Before locking themselves down for the investigation, Osbourne and Taddy chatted with general manager Jennifer Johnson and a few other staff members about their experiences working at the Padre.
The ghost of a little girl is especially active in the hotel lobby, Johnson said in the episode, and "likes to tug on shirts and aprons." She also apparently left a handprint on a column in the hotel's Farmacy Café, which seems to come back no matter how many times employees clean it off.
Sinks also turn off and on by themselves in the public restroom downstairs, Johnson said.
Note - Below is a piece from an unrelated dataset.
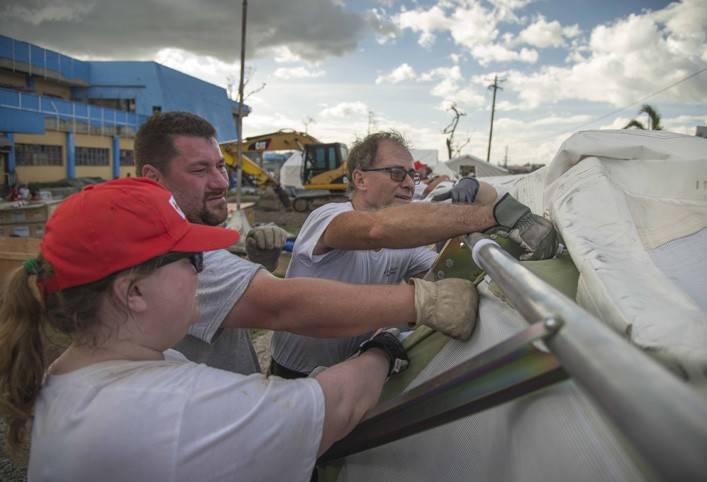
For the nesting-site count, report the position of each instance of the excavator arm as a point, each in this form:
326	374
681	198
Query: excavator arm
259	175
She also noticed that the locks on the bathroom doors often jiggle with no one on the other side.
"Oh, that's just the ghost," her co-workers told her when she mentioned it.
A cook named Andreas said he routinely sees a tall man in a white coat walking down the hallways and thought he was the chef until one day the chef was cooking upstairs and Andreas saw the man downstairs. Johnson said that housekeeping staff often feel like they're being watched. When they turn to look, they catch a quick glimpse of a tall man in a long coat who quickly vanishes.
The seventh floor is said to be a particular hotbed of paranormal activity, as are the upper floors in general.
"It’s a beautiful hotel. It’s been modernized, but there is a sense of a home abandoned. There is a vibe that is palpable, that is bad,” Osbourne said in an article for Bakersfield.com discussing the Padre episode, which aired as the show's season 2 finale in 2021.
As a Bakersfield native, I of course had to watch the episode for myself. It was a blast seeing a nationally televised show feature a downtown landmark that has been a fixture of this city since long before I was born.
The Padre's story begins during the Central Valley's Roaring Twenties, when prosperity from an oil boom increased the demand for an upscale hotel. Designed by Los Angeles architect John M. Cooper, who also designed the Roxie Theatre in downtown LA and San Bernardino's City Hall, the Spanish Revival style hotel was constructed on the former estate of city father and Judge Benjamin Brundage for around $600,000 — roughly $10 million in today — as reported by Julie Carr of HauntedHouses.com.
Originally styled the Hotel Padre in honor of Franciscan monk Padre Francisco Garces, one of the first European missionaries to visit the area in the 18th century, the Grand Old Dame's grand opening was held on April 12, 1928. Boasting 196 guestrooms as well as a banquet hall and a coffee shop, the eight-story hotel was the tallest building in town. It soon became the centerpiece of the downtown business district and was hailed as the "finest hotel west of the Rockies,” according to a 2015 article for Bakersfield Life.